As for temps...Yeah, it's not perfect and they do vary a little. After the active fermentation, I find it easy to get the temp down in the high-50s and then it rises over the 12 hours to the mid-60s. Of course all this depends on how diligent you are in changing out the bottles and how hot the ambient temps get in the room. But I figure that the liquid mass that is the wort/beer is changing inside the carboy much more slowly than the air around it. If I had to guess, I'd say that it probably stays in the low to mid-60s, but this is purely a guess.

Anything else you want to know, just ask.
 
Thanks. Yeah that's what I've read: 12 hour changes.

That's doable. For a person who works full time and isn't at home most of the day I think.

As for the inner temperature variances, I was recommended by somebody else just to gauge the difference between the outside and inside and just calculate that each time to estimate it...not perfect but I suppose it would work.
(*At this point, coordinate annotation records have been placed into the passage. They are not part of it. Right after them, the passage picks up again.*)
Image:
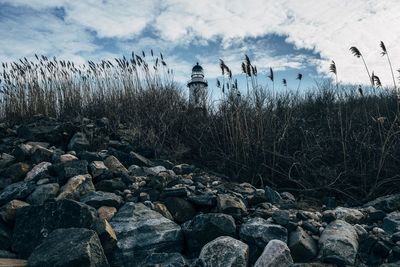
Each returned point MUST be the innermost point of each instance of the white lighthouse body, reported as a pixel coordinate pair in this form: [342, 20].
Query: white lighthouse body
[197, 88]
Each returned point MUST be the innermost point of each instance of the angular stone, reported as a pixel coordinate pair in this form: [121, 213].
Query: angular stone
[231, 205]
[100, 198]
[338, 243]
[106, 234]
[18, 190]
[9, 210]
[141, 232]
[17, 171]
[106, 212]
[43, 193]
[180, 209]
[79, 142]
[204, 228]
[64, 171]
[275, 254]
[76, 187]
[115, 165]
[303, 247]
[37, 170]
[225, 251]
[33, 223]
[69, 247]
[391, 223]
[257, 233]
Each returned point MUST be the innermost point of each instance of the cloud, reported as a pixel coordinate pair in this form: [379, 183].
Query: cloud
[325, 28]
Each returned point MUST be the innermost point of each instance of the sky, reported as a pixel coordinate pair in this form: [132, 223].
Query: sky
[290, 36]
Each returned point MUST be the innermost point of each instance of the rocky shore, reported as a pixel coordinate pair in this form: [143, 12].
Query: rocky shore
[64, 203]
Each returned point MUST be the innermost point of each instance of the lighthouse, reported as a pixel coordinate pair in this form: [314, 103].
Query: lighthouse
[197, 88]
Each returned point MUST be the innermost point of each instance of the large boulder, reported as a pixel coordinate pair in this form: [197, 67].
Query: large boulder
[42, 193]
[257, 233]
[302, 246]
[338, 243]
[79, 142]
[391, 223]
[275, 254]
[231, 205]
[225, 251]
[18, 190]
[76, 187]
[141, 232]
[33, 223]
[204, 228]
[69, 247]
[100, 198]
[180, 209]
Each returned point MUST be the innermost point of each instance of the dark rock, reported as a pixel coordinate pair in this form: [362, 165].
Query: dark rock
[272, 196]
[391, 223]
[275, 254]
[257, 232]
[79, 142]
[69, 247]
[387, 203]
[141, 232]
[225, 251]
[100, 198]
[77, 187]
[18, 190]
[204, 228]
[339, 243]
[17, 171]
[65, 170]
[106, 234]
[231, 205]
[43, 193]
[180, 209]
[5, 236]
[165, 260]
[33, 223]
[9, 210]
[111, 185]
[303, 247]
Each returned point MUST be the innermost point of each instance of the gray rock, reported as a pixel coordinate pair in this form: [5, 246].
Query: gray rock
[76, 187]
[225, 251]
[275, 254]
[69, 247]
[338, 243]
[257, 233]
[391, 223]
[303, 247]
[79, 142]
[18, 190]
[204, 228]
[272, 196]
[37, 170]
[33, 223]
[141, 232]
[180, 209]
[100, 198]
[165, 260]
[43, 193]
[231, 205]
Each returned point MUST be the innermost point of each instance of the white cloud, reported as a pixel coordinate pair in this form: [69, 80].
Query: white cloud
[328, 27]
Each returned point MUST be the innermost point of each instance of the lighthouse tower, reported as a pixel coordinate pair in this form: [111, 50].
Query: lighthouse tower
[197, 88]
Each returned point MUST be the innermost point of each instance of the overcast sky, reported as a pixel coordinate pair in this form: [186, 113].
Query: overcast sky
[290, 36]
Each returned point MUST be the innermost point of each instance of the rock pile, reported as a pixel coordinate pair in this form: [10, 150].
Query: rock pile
[63, 203]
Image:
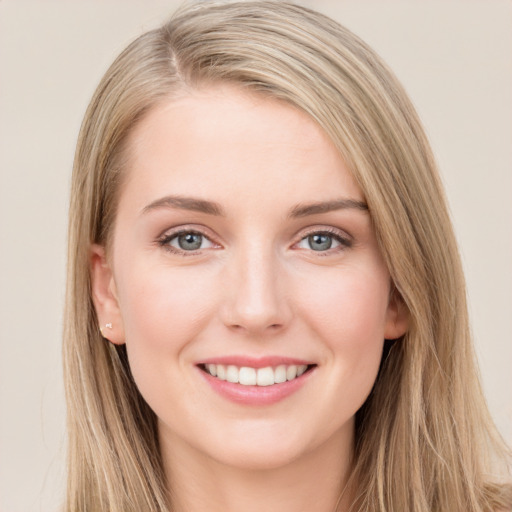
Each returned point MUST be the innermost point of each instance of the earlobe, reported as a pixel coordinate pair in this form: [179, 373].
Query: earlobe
[397, 317]
[104, 296]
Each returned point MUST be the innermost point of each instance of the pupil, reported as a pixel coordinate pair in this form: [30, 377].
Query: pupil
[320, 242]
[190, 241]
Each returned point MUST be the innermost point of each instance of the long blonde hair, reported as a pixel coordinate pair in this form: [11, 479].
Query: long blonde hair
[424, 439]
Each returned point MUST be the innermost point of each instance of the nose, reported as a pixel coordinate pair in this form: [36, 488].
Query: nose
[255, 298]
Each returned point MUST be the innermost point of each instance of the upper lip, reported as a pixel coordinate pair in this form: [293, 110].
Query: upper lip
[255, 362]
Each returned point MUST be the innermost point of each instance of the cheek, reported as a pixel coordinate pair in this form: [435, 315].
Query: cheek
[163, 310]
[347, 310]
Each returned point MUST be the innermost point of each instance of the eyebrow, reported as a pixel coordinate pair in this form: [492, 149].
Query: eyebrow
[186, 203]
[303, 210]
[213, 208]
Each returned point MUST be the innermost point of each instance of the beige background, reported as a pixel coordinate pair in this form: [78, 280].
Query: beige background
[453, 57]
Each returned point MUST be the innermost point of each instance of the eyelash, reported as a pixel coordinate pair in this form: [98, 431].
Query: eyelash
[344, 241]
[164, 241]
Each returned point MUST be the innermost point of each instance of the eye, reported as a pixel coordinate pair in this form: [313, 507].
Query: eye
[186, 241]
[323, 241]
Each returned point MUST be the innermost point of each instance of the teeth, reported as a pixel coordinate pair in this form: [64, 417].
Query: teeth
[247, 376]
[265, 376]
[256, 377]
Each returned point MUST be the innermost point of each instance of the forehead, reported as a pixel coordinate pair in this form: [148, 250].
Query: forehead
[224, 141]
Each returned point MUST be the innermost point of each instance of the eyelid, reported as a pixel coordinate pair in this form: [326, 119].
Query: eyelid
[171, 233]
[345, 240]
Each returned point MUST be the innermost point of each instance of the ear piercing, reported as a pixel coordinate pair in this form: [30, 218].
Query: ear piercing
[107, 326]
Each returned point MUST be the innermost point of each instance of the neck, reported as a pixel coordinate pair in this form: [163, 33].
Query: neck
[315, 481]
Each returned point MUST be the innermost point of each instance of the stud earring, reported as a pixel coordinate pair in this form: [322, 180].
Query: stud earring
[107, 326]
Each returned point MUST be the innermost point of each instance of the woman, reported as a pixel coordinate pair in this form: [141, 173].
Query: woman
[276, 310]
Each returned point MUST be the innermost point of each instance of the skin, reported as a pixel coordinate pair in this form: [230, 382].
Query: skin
[254, 288]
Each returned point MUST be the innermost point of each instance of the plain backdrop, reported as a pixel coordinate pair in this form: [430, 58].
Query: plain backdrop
[454, 58]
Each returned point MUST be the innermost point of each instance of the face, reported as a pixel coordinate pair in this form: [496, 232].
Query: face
[245, 279]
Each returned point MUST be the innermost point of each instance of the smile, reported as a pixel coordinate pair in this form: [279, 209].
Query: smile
[248, 376]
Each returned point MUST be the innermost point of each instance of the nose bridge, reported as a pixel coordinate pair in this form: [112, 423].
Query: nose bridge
[256, 301]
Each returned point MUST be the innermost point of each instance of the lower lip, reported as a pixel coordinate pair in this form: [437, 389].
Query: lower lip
[256, 395]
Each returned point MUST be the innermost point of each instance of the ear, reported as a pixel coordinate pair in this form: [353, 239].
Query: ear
[104, 296]
[397, 316]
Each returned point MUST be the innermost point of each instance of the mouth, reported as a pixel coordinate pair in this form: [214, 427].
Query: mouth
[251, 376]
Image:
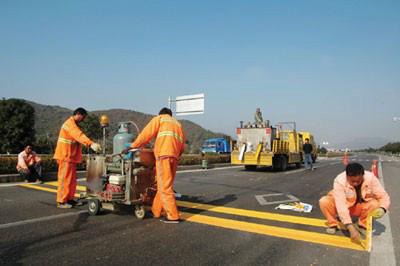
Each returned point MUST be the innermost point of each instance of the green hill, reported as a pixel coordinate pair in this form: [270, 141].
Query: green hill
[48, 120]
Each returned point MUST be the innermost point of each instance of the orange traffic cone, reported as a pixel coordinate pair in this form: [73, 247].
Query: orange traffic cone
[345, 159]
[374, 168]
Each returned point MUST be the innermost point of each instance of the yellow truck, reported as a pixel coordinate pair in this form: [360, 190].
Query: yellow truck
[307, 135]
[264, 145]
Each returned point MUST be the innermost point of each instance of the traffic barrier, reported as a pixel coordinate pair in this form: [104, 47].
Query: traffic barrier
[345, 159]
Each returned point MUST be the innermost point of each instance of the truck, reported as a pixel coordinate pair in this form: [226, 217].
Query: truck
[216, 145]
[267, 146]
[307, 135]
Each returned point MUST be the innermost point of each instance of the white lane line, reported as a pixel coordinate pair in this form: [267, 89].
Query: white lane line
[41, 219]
[382, 252]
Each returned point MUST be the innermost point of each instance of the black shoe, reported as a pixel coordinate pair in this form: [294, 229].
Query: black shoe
[168, 221]
[75, 203]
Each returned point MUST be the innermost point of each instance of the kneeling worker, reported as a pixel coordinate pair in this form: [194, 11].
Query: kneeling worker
[68, 154]
[355, 193]
[168, 147]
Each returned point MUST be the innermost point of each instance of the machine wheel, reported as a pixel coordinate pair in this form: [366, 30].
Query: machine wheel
[140, 212]
[94, 206]
[250, 167]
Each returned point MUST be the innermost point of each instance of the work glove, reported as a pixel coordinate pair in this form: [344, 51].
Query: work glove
[378, 213]
[96, 147]
[354, 234]
[126, 150]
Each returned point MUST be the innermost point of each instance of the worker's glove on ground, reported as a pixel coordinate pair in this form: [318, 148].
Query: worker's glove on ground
[378, 213]
[96, 147]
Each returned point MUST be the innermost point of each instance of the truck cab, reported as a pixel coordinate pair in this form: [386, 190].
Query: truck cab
[216, 145]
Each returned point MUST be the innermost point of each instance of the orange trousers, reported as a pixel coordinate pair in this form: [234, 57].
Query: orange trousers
[360, 210]
[164, 201]
[66, 181]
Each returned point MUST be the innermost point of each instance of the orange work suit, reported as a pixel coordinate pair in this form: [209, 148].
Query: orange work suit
[168, 147]
[341, 201]
[69, 153]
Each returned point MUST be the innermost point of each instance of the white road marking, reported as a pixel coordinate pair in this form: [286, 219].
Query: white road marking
[382, 252]
[41, 219]
[294, 171]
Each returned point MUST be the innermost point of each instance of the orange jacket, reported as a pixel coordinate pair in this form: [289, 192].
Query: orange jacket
[69, 142]
[345, 194]
[27, 160]
[168, 132]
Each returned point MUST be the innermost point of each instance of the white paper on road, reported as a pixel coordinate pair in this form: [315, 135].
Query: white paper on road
[295, 206]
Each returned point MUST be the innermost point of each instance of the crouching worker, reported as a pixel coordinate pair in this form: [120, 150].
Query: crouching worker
[68, 154]
[28, 165]
[168, 147]
[355, 193]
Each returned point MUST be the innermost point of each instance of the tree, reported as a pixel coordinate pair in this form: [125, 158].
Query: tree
[17, 125]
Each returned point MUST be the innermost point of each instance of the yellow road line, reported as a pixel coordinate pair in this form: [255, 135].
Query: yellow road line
[254, 214]
[318, 238]
[44, 189]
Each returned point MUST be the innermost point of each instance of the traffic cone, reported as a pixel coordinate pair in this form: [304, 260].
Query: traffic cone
[345, 159]
[374, 168]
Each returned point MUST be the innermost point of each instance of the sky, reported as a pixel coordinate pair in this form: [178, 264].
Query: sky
[331, 66]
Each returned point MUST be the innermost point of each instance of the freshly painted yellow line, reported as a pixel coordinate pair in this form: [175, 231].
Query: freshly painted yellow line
[55, 184]
[254, 214]
[318, 238]
[43, 188]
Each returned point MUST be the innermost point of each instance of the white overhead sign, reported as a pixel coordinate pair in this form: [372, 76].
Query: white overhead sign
[190, 104]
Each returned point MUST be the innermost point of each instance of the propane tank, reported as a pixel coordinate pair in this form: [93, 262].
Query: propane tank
[122, 138]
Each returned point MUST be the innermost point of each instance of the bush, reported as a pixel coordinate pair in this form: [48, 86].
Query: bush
[8, 164]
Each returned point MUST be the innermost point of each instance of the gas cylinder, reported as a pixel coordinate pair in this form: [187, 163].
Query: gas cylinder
[122, 138]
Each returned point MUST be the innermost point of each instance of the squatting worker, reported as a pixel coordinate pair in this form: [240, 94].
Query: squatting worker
[29, 166]
[168, 147]
[69, 153]
[355, 193]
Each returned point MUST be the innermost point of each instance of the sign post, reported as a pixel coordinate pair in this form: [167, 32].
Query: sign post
[188, 104]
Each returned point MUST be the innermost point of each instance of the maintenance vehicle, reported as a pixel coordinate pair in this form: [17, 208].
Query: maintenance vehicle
[216, 145]
[121, 179]
[307, 135]
[260, 144]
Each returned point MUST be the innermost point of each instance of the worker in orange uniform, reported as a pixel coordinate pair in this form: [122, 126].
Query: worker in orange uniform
[69, 153]
[168, 147]
[355, 193]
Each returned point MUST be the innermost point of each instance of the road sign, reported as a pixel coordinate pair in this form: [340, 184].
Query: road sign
[189, 104]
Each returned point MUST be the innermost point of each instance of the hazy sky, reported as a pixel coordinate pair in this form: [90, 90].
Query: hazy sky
[331, 66]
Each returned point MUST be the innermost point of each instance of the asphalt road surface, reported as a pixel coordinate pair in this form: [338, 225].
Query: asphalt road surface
[229, 219]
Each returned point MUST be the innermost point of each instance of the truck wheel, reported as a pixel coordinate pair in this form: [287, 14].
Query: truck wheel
[94, 206]
[250, 167]
[140, 212]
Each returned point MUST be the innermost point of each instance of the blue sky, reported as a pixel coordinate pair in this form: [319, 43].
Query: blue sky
[331, 66]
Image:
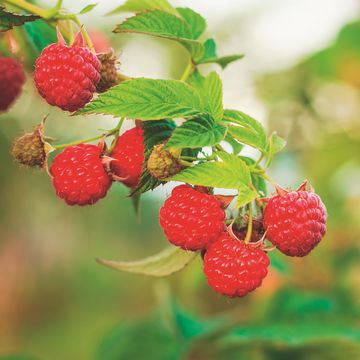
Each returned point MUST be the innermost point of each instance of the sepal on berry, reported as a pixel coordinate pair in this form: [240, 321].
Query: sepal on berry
[163, 163]
[31, 149]
[109, 71]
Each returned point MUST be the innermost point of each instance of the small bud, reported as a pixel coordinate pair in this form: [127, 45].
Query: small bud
[31, 149]
[164, 163]
[109, 71]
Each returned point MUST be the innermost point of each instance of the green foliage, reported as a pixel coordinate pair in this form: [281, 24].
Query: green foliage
[166, 262]
[40, 34]
[150, 338]
[144, 5]
[195, 21]
[9, 19]
[210, 55]
[87, 9]
[245, 195]
[230, 173]
[162, 24]
[199, 132]
[249, 131]
[148, 99]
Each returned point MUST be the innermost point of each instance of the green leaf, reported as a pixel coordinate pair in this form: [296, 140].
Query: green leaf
[278, 143]
[144, 5]
[167, 262]
[195, 21]
[210, 55]
[195, 133]
[210, 91]
[87, 8]
[147, 99]
[155, 132]
[150, 339]
[293, 334]
[257, 180]
[245, 196]
[40, 34]
[9, 19]
[230, 173]
[236, 146]
[164, 25]
[223, 61]
[250, 131]
[213, 89]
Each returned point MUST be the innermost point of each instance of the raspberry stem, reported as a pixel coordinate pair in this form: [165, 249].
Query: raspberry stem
[117, 133]
[249, 229]
[188, 71]
[77, 142]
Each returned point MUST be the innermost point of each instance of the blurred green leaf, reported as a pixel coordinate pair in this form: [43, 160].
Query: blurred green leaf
[144, 5]
[165, 263]
[245, 196]
[278, 143]
[149, 339]
[147, 99]
[17, 357]
[196, 22]
[87, 8]
[250, 131]
[292, 334]
[210, 55]
[9, 19]
[236, 146]
[164, 25]
[40, 34]
[230, 173]
[199, 132]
I don't plan on brewing lagers so I am curious on doing a mild swamp cooler for my hef ales...since I hear people screaming at me to do it in the low 60's (which is ten degrees cooler than what WL recommends).

Fun times.

Thanks again.
 
I just recently brewed an ale in my basement where the temperature is reading 74F. I put the carboy in a plastic tote with a bottom big enough for it to fit, added a couple inches of water (and a few drops of bleach to prevent mildew), used a clothes pin to secure a towel around the carboy, soaked the towel, pointed a fan at the rig, and let her rip. I had to re-soak the towel once or twice a day, but it did the job. Kept the fermenting wort at 68F which, while not ideal, is a lot better than the mid 70s.
 
Recently purchased a Brewjacket, it's arrival last week spurred me on to do my first all-grain batch of a Czech pilsner recipe I've always wanted to try. I do not have much space left in my house (what cool space is available is taken up with wine), and what space is available is warm. Hence, I'm hoping the Brewjacket is a perfect fit, no pun intended. First, I wish to state that one of the owners, Aaron, is very responsive to emails with regards to problems or questions. Second, the set up of the equipment is very easy. Importantly, one should read the PDF online manual (not the crappy photocopy they send you), which implies that temperature calibration is important. Sanitize the probe, the metal bar, and the PET container (in my case, a 6-gallon carboy). I warmed some water to 20C/68F, as measured by the "primitive" lab thermometer, and the included probe-controller unit returned an identical reading, 20C/68F. But the manual does guide one on calibrating the controller head, if necessary. I ran my batch, got the wort down to 20C/68F, and readied the yeast starter (Wyeast 2278). I attached the unit, snuggled the carboy with 5 gallons of wort into the jacket (it wasn't that difficult: I'm pretty strong, but nestling the carboy WITH a carboy strap hauler with a straight, downward motion into the jacket cavity got it in on first try), tightened the drawstring, and set the controller for 13C/55F. Surprisingly, it took only about 6 hours to get it to that temperature. I just pitched the cooled yeast a half hour ago, and set the controller for 12.5C/54F. The controller, when it's running, is a bit loud, so keep it at some distance, close the door, or shove it in the basement. I'll run the unit at that temperature for 14 days, then increase it to 16.5C/62F for a 2-3 day diacetyl rest, then lager at 7C/45F for 30 days. As an initial impression, this item, though expensive, is perfect for my needs. I won't be making a lot of lagers, mostly ales, so this single unit is all I (think I will) need.